Vehicles deliver aid and will take more people out of besieged neighbourhoods after one-day suspension of operations.

About 3,000 people were trapped in rebel-held areas in Homs for more than 18 months [Reuters]

Operations to evacuate civilians from besieged parts of the city of Homs and deliver aid have resumed after being suspended for a day, the provincial governor said.

“At 11:00 am (09:00 GMT), food aid was able to enter the Old City of Homs,” Talal Barazi told AFP news agency.

“The vehicles that are taking in the aid will bring out a number of civilians, including 20 Christians from the Bustan al-Diwan neighbourhood,” he added.

The Syrian Red Crescent said earlier on Wednesday that a group of families from Bustan al-Diwan had requested evacuation but no safe route out had yet been found for them.

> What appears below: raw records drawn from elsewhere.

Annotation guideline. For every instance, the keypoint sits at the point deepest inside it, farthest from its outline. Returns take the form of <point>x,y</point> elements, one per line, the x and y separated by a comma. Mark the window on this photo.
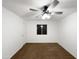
<point>41,29</point>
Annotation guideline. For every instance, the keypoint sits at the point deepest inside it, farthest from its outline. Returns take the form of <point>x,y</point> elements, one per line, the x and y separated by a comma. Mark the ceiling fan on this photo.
<point>45,10</point>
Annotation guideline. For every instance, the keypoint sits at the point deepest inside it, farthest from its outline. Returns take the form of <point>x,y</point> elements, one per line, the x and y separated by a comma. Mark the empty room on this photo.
<point>39,29</point>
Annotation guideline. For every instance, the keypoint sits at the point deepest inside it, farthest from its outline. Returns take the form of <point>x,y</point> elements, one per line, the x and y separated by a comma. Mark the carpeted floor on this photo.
<point>42,51</point>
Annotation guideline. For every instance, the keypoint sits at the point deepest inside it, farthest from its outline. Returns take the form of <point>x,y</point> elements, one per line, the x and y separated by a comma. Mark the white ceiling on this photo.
<point>21,7</point>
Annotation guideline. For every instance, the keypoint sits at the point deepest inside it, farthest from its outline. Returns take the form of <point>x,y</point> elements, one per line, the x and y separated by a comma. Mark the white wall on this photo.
<point>13,29</point>
<point>31,32</point>
<point>68,33</point>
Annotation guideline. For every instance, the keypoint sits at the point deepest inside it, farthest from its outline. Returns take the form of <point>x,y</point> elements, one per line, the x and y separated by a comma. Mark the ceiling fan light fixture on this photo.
<point>46,16</point>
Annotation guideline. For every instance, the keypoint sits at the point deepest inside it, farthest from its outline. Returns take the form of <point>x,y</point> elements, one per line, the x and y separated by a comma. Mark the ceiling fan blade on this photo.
<point>54,3</point>
<point>33,9</point>
<point>58,12</point>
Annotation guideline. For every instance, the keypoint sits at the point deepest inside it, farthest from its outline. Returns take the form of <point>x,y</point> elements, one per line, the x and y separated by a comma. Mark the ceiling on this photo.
<point>21,7</point>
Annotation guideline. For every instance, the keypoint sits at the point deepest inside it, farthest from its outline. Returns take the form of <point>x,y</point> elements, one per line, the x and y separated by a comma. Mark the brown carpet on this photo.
<point>42,51</point>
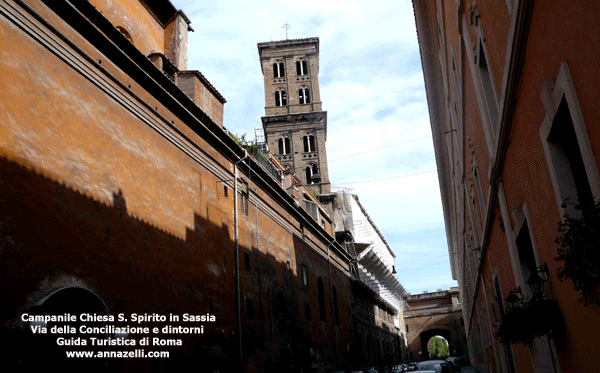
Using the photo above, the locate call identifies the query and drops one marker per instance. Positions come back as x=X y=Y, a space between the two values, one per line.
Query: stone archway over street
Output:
x=431 y=314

Humanitarian operations targeting besieged neighbourhoods of the Old City of Homs began on Friday, after the UN mediated an agreement and a ceasefire between the government and opposition.

Since then, more than 1,150 people have been evacuated, many suffering malnutrition after surviving on little more than olives and wild plants after food supplies dwindled during a siege of more than 18 months.

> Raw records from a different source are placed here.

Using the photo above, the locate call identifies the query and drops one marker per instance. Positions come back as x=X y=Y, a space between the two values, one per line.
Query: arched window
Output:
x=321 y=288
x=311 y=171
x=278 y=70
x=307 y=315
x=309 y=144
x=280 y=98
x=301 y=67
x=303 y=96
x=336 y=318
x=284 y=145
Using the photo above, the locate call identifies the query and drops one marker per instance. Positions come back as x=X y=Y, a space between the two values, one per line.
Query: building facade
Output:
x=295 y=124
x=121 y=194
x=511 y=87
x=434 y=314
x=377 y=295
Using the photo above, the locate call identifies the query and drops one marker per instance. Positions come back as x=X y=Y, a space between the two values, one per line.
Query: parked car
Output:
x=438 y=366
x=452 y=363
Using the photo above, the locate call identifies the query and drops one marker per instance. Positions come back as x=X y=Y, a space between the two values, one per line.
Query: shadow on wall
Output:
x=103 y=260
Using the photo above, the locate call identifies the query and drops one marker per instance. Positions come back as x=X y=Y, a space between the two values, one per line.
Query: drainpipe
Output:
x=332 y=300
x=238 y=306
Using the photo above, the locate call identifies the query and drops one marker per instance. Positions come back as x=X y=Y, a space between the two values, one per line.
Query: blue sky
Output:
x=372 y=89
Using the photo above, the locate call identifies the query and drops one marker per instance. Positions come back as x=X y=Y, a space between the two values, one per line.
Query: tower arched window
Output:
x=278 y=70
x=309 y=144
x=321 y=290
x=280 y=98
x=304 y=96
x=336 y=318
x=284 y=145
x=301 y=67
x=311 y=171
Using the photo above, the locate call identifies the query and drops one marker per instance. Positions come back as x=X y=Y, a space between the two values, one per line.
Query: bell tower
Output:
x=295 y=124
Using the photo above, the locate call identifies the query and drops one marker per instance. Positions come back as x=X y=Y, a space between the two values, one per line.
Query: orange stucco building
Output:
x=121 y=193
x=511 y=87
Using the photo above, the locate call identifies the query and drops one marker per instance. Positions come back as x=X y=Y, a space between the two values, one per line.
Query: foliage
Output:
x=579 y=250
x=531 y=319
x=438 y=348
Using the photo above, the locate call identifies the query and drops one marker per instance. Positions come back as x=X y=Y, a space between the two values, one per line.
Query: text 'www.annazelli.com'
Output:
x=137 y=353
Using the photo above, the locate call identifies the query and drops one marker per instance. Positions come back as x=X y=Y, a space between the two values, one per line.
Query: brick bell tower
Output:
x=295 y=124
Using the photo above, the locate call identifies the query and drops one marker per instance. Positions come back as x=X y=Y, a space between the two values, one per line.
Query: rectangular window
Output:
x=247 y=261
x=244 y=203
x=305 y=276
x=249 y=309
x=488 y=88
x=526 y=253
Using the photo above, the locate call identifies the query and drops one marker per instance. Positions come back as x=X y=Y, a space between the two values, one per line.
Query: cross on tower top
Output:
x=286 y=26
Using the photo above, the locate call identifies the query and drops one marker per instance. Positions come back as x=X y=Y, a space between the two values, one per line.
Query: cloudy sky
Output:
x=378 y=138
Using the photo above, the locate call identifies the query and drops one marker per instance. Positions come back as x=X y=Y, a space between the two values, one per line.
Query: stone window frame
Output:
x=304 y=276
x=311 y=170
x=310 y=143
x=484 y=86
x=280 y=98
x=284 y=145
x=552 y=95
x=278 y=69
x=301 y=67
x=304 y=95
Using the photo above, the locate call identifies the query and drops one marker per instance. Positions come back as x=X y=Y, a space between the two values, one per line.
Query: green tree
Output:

Aid is also being taken into the besieged districts, which are under rebel control, including food parcels and wheat provided by the World Food Programme.

On Tuesday, Barazi said operations had been suspended due to unspecified “logistical difficulties”.

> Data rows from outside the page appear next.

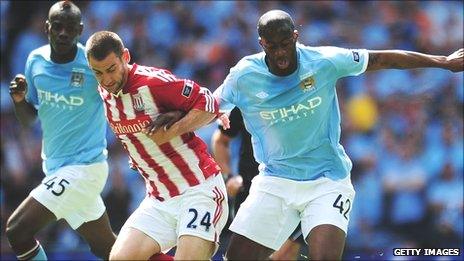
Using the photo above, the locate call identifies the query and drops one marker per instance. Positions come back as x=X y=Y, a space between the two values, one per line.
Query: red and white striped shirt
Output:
x=170 y=168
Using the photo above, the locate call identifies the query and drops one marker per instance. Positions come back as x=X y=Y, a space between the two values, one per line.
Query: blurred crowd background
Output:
x=402 y=129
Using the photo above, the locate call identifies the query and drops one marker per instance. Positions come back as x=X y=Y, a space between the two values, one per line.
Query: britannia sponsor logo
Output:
x=427 y=252
x=129 y=126
x=59 y=100
x=77 y=77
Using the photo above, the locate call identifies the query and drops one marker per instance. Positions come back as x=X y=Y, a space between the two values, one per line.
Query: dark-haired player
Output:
x=60 y=89
x=289 y=105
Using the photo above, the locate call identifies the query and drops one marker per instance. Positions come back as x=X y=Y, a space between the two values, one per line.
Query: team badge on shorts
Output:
x=77 y=77
x=137 y=102
x=307 y=84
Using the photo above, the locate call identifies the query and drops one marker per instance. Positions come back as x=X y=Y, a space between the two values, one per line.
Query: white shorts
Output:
x=200 y=211
x=275 y=206
x=73 y=192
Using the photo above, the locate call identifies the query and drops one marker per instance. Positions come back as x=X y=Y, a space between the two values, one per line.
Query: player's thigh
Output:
x=157 y=220
x=99 y=235
x=265 y=219
x=333 y=207
x=194 y=248
x=203 y=211
x=133 y=244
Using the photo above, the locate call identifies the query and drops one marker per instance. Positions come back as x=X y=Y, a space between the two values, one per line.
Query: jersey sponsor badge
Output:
x=262 y=95
x=137 y=102
x=355 y=56
x=307 y=84
x=77 y=77
x=188 y=87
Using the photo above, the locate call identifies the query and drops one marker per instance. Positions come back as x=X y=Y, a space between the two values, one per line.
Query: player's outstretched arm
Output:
x=25 y=112
x=192 y=121
x=400 y=59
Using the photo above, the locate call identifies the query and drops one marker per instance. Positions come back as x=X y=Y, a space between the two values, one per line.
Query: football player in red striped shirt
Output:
x=186 y=202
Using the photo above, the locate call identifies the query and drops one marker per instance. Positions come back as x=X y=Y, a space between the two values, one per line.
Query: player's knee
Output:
x=14 y=231
x=325 y=254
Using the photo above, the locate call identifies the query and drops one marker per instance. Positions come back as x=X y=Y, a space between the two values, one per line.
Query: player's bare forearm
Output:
x=25 y=112
x=221 y=151
x=400 y=59
x=192 y=121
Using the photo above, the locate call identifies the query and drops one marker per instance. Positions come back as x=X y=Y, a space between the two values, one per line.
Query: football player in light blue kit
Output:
x=60 y=89
x=289 y=104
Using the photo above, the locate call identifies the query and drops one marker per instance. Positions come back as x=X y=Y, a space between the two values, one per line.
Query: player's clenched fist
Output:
x=18 y=87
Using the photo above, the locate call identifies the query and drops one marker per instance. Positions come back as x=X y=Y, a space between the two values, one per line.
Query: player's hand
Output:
x=224 y=121
x=18 y=88
x=455 y=61
x=233 y=185
x=164 y=120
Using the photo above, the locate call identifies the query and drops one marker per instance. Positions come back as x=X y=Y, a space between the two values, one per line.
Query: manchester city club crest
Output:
x=137 y=102
x=307 y=84
x=77 y=77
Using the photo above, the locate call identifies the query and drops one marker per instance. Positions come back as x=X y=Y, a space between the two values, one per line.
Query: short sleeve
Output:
x=31 y=94
x=236 y=123
x=226 y=93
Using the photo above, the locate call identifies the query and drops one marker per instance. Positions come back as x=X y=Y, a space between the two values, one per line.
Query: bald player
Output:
x=61 y=91
x=289 y=105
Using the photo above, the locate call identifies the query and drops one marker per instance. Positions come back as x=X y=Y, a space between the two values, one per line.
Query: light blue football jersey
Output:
x=69 y=107
x=294 y=120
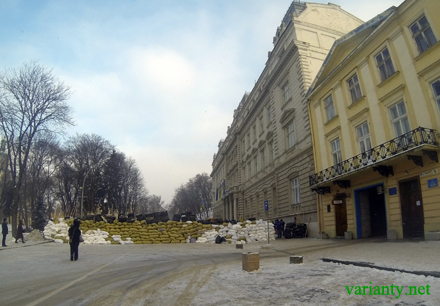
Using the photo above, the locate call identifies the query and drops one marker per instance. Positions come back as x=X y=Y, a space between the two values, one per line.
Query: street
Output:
x=211 y=274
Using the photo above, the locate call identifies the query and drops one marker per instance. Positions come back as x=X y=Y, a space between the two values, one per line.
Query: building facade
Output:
x=375 y=117
x=267 y=155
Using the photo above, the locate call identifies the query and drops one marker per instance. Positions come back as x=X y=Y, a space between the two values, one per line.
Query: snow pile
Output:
x=35 y=235
x=239 y=233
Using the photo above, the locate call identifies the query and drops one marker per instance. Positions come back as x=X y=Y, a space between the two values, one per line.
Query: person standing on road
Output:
x=19 y=232
x=4 y=231
x=74 y=234
x=278 y=228
x=282 y=226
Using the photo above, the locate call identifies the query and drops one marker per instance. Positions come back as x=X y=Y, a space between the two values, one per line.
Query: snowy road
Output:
x=209 y=274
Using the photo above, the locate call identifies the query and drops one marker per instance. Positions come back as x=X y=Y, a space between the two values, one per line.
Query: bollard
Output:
x=250 y=261
x=296 y=259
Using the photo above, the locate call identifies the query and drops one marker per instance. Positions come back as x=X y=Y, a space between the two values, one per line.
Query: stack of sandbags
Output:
x=59 y=232
x=95 y=237
x=240 y=233
x=136 y=232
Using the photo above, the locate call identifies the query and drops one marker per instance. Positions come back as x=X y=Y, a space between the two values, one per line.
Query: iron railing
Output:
x=412 y=139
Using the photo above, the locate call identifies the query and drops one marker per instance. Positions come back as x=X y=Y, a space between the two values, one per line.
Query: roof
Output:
x=347 y=45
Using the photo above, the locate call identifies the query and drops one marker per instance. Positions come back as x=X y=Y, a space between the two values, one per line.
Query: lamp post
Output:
x=82 y=189
x=84 y=181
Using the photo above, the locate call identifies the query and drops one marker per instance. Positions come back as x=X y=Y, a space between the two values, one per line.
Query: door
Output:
x=340 y=216
x=412 y=208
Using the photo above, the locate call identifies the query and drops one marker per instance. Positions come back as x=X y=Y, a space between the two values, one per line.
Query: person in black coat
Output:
x=4 y=231
x=74 y=234
x=282 y=226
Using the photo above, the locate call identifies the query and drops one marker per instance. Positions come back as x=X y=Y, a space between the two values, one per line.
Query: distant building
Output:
x=375 y=117
x=267 y=153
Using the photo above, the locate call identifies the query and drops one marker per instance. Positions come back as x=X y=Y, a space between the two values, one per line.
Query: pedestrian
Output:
x=4 y=231
x=19 y=232
x=278 y=228
x=74 y=235
x=282 y=226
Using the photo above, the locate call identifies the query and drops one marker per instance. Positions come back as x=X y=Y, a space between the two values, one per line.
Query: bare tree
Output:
x=87 y=156
x=32 y=100
x=44 y=160
x=194 y=196
x=155 y=203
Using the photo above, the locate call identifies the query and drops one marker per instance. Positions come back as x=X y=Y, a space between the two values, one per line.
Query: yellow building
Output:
x=375 y=116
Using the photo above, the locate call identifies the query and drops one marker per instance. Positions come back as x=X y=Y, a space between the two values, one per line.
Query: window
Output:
x=255 y=165
x=363 y=134
x=296 y=194
x=436 y=89
x=422 y=34
x=291 y=135
x=269 y=114
x=243 y=149
x=287 y=95
x=355 y=89
x=384 y=64
x=399 y=120
x=336 y=151
x=270 y=151
x=329 y=107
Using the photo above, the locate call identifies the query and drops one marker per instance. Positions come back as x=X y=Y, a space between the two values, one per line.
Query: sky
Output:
x=159 y=79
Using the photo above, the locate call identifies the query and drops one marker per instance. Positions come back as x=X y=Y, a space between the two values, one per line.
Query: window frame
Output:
x=421 y=33
x=336 y=153
x=286 y=91
x=355 y=88
x=384 y=76
x=329 y=106
x=295 y=187
x=400 y=119
x=436 y=97
x=290 y=132
x=404 y=139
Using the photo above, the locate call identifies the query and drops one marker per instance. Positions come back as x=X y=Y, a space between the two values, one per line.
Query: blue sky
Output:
x=159 y=79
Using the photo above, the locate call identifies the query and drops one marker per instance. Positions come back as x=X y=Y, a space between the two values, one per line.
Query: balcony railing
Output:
x=415 y=138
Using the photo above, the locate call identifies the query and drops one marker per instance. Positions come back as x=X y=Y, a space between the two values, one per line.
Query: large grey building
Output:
x=267 y=153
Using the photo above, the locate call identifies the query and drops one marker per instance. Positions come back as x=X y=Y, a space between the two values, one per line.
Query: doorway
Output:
x=371 y=218
x=412 y=208
x=340 y=214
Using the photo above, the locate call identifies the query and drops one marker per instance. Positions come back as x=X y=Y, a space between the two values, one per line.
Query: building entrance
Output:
x=412 y=208
x=371 y=217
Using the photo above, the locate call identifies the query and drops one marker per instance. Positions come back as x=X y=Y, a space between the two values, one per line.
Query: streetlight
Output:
x=84 y=181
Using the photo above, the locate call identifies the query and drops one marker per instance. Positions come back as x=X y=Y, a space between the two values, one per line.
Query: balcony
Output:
x=417 y=138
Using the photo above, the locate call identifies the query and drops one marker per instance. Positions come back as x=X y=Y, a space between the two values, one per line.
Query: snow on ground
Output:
x=313 y=283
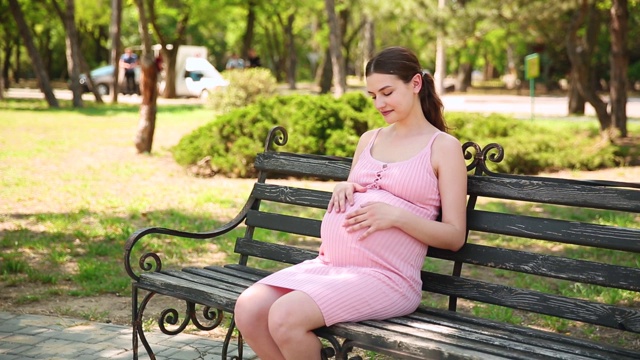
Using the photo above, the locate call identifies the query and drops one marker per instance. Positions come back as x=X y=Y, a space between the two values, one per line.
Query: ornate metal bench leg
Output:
x=138 y=331
x=227 y=341
x=134 y=317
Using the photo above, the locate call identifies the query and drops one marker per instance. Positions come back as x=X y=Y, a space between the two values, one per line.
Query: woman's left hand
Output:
x=372 y=216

An estimated 3,000 people had been trapped in parts of the central city of Homs, much of which has been devastated by ongoing violence between rebels and the army.

Humanitarian groups have welcomed the operations, but the UN expressed concern on Tuesday about the fate of hundreds of men and boys taken for questioning by authorities after being evacuated.

A spokeswoman for the UN’s refugee agency UNHCR said 336 male evacuees aged between 15 and 55 had been taken in for questioning.

A total of 42 were released, but the remainder were still in the hands of the authorities, she said.

Russian veto

In a separate development on Wednesday, Russia said it would veto a UN resolution on humanitarian access in its current form, denouncing the draft as an effort to lay a foundation for military strikes against President Bashar al-Assad’s government.

Moscow had already dismissed the Western-Arab draft debated in the Security Council on Tuesday as a non-starter, but a senior diplomat’s unequivocal condemnation indicated Russia would seek major changes before dropping its opposition, the Reuters news agency reported.

“Its whole purpose and aim is to create grounds for future military action against the Syrian government if some demands it includes are not met,” Deputy Foreign Minister Gennady Gatilov said in Geneva, according to state-run news agency RIA.

“It is unacceptable to us in the form in which it is now being prepared, and we, of course, will not let it through.”